Before addressing the problem itself, we need to understand what scalability really is about.
As much as it is a word that is part of the daily life of those who are inserted in the crypto market, “scalability” is not such a common word for other people.
Scalability refers to the extent to which a technology or service is able to reach as many users as desired, maintaining the quality of the service.
A practical example of scalable technology today: the internet.

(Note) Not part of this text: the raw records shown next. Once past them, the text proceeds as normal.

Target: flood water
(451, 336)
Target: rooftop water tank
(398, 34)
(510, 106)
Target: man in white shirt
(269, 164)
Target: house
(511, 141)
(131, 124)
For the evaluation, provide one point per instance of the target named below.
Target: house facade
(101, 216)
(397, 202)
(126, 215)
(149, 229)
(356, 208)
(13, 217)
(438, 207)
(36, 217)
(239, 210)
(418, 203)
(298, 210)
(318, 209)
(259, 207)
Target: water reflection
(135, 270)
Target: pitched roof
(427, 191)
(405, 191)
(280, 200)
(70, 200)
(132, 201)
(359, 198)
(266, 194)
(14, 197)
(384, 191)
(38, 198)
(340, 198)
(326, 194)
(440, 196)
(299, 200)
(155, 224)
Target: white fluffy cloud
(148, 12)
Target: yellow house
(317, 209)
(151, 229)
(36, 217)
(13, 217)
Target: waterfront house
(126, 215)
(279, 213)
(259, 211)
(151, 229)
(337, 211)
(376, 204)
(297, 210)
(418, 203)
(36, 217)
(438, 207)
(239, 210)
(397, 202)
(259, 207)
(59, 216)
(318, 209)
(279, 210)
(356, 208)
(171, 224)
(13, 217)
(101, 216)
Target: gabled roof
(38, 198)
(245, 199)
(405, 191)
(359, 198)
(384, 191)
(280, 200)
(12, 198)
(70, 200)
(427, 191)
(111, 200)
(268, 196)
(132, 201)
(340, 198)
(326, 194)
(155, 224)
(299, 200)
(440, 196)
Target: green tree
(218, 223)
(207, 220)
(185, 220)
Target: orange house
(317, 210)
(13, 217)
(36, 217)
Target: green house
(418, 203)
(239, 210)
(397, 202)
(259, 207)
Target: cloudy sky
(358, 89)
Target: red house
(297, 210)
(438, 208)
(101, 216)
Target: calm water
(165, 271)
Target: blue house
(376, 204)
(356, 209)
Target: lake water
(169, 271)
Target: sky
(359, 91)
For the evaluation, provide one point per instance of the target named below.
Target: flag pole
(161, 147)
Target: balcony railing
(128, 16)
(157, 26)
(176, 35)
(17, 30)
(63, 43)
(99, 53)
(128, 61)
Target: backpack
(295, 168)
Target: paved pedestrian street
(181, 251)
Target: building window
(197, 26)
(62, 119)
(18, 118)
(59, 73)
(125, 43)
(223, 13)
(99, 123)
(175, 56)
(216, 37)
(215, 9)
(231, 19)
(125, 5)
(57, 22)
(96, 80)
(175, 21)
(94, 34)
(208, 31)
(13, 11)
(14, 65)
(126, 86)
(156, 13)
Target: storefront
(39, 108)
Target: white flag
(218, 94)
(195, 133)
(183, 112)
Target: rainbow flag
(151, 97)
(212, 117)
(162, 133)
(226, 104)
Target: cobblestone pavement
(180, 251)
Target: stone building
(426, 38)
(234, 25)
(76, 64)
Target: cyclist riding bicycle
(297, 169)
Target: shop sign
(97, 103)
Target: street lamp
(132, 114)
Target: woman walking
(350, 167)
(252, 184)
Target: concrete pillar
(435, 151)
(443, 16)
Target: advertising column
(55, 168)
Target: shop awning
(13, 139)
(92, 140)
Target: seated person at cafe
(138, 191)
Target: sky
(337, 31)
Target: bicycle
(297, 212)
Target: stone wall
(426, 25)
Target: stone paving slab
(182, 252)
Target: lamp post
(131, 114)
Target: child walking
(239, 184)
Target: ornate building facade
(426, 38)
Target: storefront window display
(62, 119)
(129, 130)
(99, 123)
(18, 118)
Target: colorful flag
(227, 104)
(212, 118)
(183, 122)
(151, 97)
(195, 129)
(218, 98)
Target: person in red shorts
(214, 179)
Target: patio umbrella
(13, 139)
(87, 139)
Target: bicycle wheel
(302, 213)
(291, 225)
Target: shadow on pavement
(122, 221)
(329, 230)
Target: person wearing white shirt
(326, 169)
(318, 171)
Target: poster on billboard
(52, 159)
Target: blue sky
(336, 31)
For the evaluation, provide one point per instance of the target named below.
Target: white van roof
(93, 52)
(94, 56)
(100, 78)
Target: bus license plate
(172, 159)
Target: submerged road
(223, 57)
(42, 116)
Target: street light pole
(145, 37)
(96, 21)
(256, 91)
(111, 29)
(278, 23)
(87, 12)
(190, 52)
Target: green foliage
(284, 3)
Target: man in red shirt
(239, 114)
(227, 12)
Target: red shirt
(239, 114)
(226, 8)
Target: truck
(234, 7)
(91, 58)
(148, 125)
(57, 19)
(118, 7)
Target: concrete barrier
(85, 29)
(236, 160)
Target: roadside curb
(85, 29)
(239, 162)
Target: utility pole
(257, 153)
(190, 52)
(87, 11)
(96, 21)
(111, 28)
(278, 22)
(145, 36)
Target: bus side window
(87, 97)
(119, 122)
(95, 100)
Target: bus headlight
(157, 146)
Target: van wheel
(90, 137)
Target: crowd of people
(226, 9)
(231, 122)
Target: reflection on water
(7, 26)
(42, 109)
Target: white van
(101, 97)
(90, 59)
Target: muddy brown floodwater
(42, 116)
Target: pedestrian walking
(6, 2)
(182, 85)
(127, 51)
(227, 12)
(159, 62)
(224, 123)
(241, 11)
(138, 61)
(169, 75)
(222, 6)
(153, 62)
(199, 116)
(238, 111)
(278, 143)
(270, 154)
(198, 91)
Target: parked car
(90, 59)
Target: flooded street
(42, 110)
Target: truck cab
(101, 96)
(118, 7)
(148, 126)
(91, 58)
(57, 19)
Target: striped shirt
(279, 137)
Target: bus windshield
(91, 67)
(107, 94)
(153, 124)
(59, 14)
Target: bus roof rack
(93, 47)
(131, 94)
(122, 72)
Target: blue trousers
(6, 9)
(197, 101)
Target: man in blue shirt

Today, 3.9 billion people worldwide have access to the internet. In Brazil, about 70% of the population has access to the web. Multiple people can have access to the internet in the same country, city, building or even in the same house, without it significantly losing quality, or becoming more expensive for this.
An identical example of non-scalable technology is the Internet itself. But not today: in the early 2000s.
Who remembers dial-up internet ?! Depending on the time, using the internet was cheaper - at dawn, if you want to know. At other times, it was more expensive.
If more than one person connected to a network simultaneously, the chances of it becoming unstable, or even falling, were very high.
"But why do I need to know about scalability?"
If you are inserted in the crypto market in any way, or are looking to enter our market, it is essential that you know that scalability is one of the pillars for networks. And for most of them, it is the most fragile pillar.
We recently talked about Ethereum in our article, and this platform is one of those that suffers the most from the lack of scalability. In terms of processing capacity itself, Ethereum is able to supply demand well. There is no lack of computational power.
However, the “price” of the chain ends up rising.
Each transaction or action of any kind on the Ethereum network costs an ETH fee.
This goes for sending ether, ERC-20 tokens (tokens created at Ethereum) or even executing a smart-contract (scheduled and self-executing contract). Check out our practical guide to understand about Ethereum portfolio .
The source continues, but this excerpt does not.